Professional indemnity insurers have started treating cyber readiness with the same weight as professional competence. Most PI insurers now require evidence of ongoing security awareness training before they'll renew a policy without a loading. After a phish-driven loss of client funds, the absence of SAT documentation is often the difference between a covered claim and a contested one — and a regulator complaint either way.

Read the full cyber insurance breakdown →

Questions legal & professional teams ask

Do PI insurers actually check for SAT?

Increasingly, yes. UK PI proposal forms now ask explicitly about staff cyber training, simulated phishing, and incident response. NZ and AU PI insurers have followed. After a loss, the insurer will ask for evidence — having it ready accelerates the claim; not having it slows it considerably.
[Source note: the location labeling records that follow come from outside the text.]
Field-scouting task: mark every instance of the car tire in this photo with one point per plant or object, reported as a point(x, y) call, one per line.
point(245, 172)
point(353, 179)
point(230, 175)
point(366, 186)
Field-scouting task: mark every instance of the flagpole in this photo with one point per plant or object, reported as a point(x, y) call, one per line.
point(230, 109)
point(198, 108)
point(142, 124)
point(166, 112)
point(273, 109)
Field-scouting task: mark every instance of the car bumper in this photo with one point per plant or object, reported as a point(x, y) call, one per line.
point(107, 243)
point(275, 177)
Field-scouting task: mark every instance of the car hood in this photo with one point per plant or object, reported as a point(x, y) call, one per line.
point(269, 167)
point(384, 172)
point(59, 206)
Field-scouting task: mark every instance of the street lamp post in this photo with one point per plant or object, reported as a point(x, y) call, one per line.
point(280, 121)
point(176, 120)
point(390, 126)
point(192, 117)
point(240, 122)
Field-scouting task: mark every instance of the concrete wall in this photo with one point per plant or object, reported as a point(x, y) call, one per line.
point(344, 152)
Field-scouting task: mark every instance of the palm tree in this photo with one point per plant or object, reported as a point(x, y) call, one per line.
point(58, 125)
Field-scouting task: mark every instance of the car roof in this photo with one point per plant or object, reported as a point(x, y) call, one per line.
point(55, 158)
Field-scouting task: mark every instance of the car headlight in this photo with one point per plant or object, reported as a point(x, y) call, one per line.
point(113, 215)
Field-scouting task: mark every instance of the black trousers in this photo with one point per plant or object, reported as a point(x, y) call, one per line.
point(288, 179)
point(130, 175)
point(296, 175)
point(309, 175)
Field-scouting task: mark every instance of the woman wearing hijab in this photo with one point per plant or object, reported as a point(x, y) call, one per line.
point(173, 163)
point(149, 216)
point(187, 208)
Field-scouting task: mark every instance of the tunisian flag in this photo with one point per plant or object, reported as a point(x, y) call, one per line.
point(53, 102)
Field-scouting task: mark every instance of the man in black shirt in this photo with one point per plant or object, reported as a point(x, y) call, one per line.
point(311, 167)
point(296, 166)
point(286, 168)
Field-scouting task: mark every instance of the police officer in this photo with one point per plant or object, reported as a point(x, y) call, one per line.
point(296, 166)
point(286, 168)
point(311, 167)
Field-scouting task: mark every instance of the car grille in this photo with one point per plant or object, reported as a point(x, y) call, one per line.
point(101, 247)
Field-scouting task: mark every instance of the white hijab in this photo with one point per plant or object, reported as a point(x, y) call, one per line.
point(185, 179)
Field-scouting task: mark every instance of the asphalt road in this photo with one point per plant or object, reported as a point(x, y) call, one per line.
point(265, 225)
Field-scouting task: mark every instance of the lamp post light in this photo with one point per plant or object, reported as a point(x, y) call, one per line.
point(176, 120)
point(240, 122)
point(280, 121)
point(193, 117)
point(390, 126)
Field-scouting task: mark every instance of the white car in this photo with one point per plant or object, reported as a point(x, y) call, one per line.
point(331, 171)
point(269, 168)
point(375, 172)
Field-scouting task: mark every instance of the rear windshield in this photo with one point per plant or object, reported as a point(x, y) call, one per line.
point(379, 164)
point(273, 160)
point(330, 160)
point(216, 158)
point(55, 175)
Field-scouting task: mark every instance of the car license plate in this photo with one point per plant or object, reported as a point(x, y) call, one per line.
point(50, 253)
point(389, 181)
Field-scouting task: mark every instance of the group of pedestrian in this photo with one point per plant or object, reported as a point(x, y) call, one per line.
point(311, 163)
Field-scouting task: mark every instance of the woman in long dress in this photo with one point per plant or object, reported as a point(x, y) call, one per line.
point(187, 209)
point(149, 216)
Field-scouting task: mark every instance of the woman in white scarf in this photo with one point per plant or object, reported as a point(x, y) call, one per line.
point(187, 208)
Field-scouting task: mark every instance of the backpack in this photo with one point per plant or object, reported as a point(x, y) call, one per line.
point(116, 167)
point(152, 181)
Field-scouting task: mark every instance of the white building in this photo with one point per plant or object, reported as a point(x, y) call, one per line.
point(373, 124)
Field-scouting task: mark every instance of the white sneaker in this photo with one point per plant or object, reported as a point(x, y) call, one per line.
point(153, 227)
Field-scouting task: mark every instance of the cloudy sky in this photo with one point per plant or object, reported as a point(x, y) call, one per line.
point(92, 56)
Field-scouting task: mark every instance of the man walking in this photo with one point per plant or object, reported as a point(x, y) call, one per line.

What about barristers / sole practitioners?

Same exposure — arguably more, because solo practices typically have weaker controls and the same confidentiality duty. RiskSense's free training tier and per-seat pricing scale down to individual practitioners without the procurement cost of enterprise SAT.

How does this interact with our AML programme?

Most AML/CFT programmes already include staff training requirements. RiskSense provides the cyber and phishing module that sits alongside your AML training — the records are kept in the same place, which simplifies your annual programme review.

Can we train support staff differently to fee earners?

Yes. Cadence and content can be tailored by role on the tenant — partners might get less frequent but more sophisticated spear phishing, accounts staff get wire-fraud heavy content, support staff get credential-harvesting and MFA-fatigue patterns. All from the same connected tenant.

Will the reports satisfy a Law Society or SRA audit?

Yes. Reports include per-fee-earner training records, time-stamped simulation events, coaching completion, and trend data — the evidence pattern regulators want when they ask 'show me your awareness programme'.